The Economy

Since recession began, Hawaii joblessness rose 129 percent

Hawaii’s unemployment rate has risen 3.6 percentage points -- a 129 percent increase, from 2.8 percent to 6.4 percent -- since the recession began, according to an analysis of statistics from the U.S. Bureau of Labor Statistics released in late October.

The state’s seasonally adjusted jobless rate was 2.8 percent in September 2007, three months before the official start of the recession. Hawaii’s seasonally adjusted unemployment rate was 6.4 percent in September, 0.2 percentage points higher than August, but down slightly from a year ago. The seasonally adjusted rate for the same month in 2010 was 6.5 percent, according to the Hawaii Department of Labor and Industrial Relations.

The increase ranked the percentage point increase in the Hawaii unemployment rate 22nd in the nation during that time period, according to the analysis by On Numbers.

North Dakota was ranked No. 1 — its unemployment rate increased by just 0.3 percentage points over the four-year period.

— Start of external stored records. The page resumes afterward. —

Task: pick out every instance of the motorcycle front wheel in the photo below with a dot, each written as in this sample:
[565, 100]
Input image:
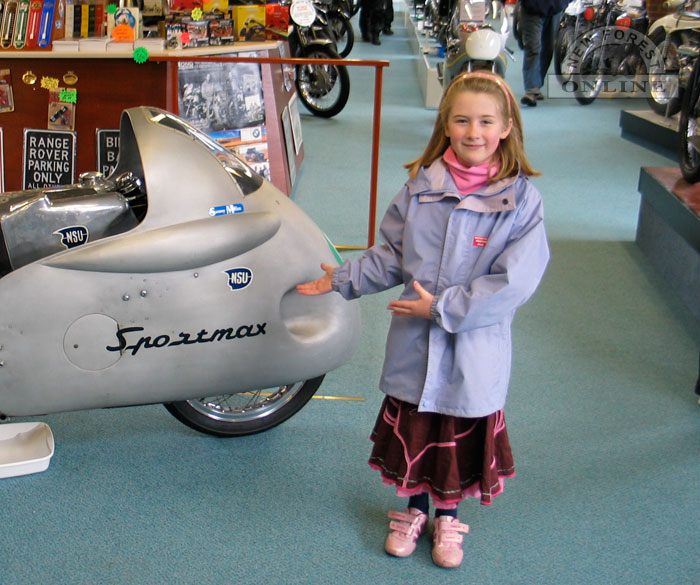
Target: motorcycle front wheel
[689, 128]
[590, 80]
[563, 67]
[342, 31]
[323, 89]
[665, 97]
[245, 413]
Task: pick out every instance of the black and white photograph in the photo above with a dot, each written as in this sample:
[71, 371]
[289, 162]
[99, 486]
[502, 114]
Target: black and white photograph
[221, 96]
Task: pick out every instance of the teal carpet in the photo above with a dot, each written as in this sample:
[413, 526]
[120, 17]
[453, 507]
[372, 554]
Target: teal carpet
[602, 417]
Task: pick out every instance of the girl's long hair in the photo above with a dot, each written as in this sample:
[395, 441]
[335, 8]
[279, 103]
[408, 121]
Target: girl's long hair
[510, 151]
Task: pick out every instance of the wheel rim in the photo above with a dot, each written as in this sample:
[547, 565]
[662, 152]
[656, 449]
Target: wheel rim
[665, 83]
[246, 406]
[317, 84]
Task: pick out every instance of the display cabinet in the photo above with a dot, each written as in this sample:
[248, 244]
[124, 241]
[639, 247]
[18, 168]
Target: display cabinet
[106, 83]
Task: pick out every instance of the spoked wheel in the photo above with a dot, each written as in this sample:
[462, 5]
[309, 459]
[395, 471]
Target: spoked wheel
[342, 31]
[232, 415]
[665, 97]
[563, 67]
[323, 89]
[590, 81]
[689, 127]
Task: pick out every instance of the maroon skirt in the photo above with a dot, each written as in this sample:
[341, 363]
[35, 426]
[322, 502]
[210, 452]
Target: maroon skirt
[449, 457]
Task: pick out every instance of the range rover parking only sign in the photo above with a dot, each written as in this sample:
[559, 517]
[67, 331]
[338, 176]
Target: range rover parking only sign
[48, 158]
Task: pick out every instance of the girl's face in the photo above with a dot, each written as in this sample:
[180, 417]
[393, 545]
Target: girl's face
[475, 127]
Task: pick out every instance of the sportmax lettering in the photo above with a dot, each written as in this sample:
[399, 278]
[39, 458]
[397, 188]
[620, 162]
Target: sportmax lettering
[164, 340]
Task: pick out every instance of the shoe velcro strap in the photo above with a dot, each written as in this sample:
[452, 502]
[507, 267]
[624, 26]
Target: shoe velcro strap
[449, 538]
[403, 517]
[401, 527]
[455, 527]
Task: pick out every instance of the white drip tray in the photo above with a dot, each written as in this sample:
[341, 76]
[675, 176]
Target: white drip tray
[25, 448]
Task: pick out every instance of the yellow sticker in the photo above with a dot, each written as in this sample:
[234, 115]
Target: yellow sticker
[49, 83]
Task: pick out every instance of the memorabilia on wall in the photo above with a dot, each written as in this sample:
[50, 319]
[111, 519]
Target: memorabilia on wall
[7, 102]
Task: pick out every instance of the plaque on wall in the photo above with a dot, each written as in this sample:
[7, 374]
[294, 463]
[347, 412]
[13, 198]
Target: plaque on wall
[107, 151]
[48, 158]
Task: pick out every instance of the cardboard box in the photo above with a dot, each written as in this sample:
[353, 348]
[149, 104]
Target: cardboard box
[221, 31]
[216, 6]
[277, 19]
[198, 34]
[249, 22]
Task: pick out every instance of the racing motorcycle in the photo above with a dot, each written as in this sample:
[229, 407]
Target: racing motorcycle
[579, 17]
[605, 58]
[477, 39]
[323, 89]
[337, 21]
[677, 38]
[172, 280]
[689, 127]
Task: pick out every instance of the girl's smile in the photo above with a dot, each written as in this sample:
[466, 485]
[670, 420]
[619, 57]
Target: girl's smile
[475, 127]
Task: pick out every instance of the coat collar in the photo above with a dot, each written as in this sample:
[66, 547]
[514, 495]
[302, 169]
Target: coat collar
[435, 183]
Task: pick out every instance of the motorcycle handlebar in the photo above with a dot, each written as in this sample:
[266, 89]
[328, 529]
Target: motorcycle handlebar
[673, 3]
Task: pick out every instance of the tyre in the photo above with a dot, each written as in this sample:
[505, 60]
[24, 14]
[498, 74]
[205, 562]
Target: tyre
[689, 128]
[590, 81]
[233, 415]
[665, 97]
[563, 68]
[323, 89]
[342, 31]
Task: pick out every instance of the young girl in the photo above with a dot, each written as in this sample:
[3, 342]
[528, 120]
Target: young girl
[465, 238]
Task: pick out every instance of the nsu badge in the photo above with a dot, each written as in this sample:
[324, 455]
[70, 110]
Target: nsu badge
[239, 278]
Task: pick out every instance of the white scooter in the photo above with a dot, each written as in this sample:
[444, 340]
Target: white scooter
[677, 37]
[479, 30]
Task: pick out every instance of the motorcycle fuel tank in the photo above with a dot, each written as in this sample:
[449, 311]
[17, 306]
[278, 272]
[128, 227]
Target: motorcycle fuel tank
[188, 291]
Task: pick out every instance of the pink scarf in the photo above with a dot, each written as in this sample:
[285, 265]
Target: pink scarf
[468, 179]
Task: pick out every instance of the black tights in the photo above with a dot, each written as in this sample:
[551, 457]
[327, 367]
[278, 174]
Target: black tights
[422, 502]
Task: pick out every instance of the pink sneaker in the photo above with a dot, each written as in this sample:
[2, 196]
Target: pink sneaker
[447, 541]
[406, 527]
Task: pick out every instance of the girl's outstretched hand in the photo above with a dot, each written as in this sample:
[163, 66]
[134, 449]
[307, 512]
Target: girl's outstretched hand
[418, 308]
[320, 286]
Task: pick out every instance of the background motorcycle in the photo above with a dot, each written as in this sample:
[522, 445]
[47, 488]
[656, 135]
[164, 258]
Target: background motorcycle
[338, 24]
[677, 37]
[477, 39]
[323, 89]
[579, 17]
[603, 60]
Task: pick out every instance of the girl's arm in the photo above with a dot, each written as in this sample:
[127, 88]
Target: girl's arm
[417, 308]
[319, 286]
[513, 277]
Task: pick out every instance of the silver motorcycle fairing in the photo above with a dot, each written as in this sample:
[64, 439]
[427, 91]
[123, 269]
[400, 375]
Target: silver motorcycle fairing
[188, 303]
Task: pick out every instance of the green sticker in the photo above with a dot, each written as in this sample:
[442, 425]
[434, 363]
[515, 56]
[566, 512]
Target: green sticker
[141, 55]
[68, 96]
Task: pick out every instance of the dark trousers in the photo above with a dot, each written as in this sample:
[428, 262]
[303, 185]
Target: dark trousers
[373, 17]
[539, 34]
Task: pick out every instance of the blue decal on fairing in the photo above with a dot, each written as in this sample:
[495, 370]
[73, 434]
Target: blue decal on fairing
[239, 278]
[75, 235]
[226, 209]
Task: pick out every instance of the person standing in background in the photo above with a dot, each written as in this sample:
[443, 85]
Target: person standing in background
[539, 23]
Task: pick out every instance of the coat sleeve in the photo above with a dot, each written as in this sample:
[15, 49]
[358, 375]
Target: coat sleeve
[379, 268]
[513, 277]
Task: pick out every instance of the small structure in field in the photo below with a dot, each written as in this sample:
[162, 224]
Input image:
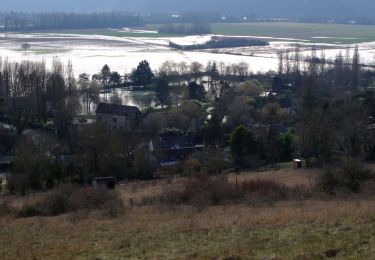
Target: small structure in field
[173, 148]
[104, 183]
[297, 164]
[118, 117]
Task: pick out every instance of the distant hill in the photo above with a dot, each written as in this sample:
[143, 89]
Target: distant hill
[301, 9]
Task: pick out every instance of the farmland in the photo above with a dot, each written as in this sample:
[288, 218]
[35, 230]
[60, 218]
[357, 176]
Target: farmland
[306, 229]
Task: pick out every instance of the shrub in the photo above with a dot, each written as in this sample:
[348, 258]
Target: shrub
[265, 188]
[203, 191]
[5, 208]
[70, 198]
[348, 177]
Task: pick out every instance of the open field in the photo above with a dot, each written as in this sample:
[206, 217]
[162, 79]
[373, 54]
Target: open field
[325, 33]
[319, 33]
[107, 32]
[309, 229]
[293, 230]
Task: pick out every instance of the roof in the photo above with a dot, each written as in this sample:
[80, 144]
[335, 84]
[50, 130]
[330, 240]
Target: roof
[177, 142]
[114, 109]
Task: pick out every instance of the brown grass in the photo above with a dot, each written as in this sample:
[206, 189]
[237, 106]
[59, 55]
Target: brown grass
[308, 229]
[285, 230]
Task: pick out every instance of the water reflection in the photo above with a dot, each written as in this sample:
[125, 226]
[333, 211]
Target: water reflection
[140, 99]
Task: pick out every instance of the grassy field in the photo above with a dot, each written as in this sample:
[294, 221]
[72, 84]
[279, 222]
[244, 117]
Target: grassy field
[293, 230]
[309, 229]
[303, 31]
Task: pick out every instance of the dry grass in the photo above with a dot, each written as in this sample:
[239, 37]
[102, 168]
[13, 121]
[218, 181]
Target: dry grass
[287, 230]
[309, 229]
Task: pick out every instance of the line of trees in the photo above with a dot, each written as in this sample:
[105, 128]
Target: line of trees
[51, 21]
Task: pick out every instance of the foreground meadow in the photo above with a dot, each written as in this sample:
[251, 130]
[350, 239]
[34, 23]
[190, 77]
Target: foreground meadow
[296, 229]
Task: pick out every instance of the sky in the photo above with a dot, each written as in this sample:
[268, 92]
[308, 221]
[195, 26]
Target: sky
[264, 8]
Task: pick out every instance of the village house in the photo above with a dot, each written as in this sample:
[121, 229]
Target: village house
[118, 117]
[5, 172]
[170, 149]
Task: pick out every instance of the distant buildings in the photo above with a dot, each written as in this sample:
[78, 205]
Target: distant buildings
[118, 117]
[171, 149]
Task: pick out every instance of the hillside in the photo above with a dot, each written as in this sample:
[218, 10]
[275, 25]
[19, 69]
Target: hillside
[283, 230]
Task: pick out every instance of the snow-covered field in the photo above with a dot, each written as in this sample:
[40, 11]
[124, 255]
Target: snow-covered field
[89, 53]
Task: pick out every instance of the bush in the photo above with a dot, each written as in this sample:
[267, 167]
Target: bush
[265, 188]
[5, 208]
[348, 177]
[203, 191]
[70, 198]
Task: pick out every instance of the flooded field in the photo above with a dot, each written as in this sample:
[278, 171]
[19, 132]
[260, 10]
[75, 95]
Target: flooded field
[89, 53]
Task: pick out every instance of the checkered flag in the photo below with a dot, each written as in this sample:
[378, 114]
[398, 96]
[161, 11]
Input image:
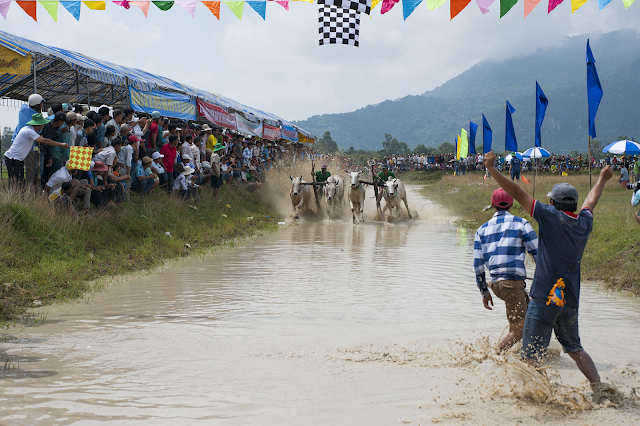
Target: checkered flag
[363, 6]
[339, 26]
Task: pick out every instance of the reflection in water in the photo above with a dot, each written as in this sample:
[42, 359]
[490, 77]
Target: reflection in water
[268, 334]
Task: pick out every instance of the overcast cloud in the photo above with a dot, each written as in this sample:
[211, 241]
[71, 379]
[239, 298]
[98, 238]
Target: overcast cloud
[276, 65]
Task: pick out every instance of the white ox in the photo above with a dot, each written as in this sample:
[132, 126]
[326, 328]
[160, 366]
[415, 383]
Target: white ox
[394, 192]
[300, 195]
[356, 196]
[334, 193]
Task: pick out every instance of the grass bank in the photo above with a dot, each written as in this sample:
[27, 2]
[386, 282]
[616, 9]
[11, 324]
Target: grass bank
[46, 257]
[614, 245]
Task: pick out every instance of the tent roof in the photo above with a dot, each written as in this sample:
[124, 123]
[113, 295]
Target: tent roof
[66, 76]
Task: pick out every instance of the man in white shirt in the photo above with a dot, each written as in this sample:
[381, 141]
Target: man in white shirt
[21, 146]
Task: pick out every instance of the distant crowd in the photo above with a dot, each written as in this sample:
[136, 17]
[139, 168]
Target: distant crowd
[130, 152]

Every other state has experienced a jump in its unemployment rate of at least 1.1 percentage points during the past four years.

North Dakota’s direct opposite is Nevada, which boasted a high-flying economy prior to 2007. But the recession caused Americans to scale back their travel plans, severely harming such tourist destinations as Las Vegas and Reno. Nevada’s unemployment rate soared from 4.8 percent in September 2007 to 13.4 percent last month, an increase of 8.6 percentage points.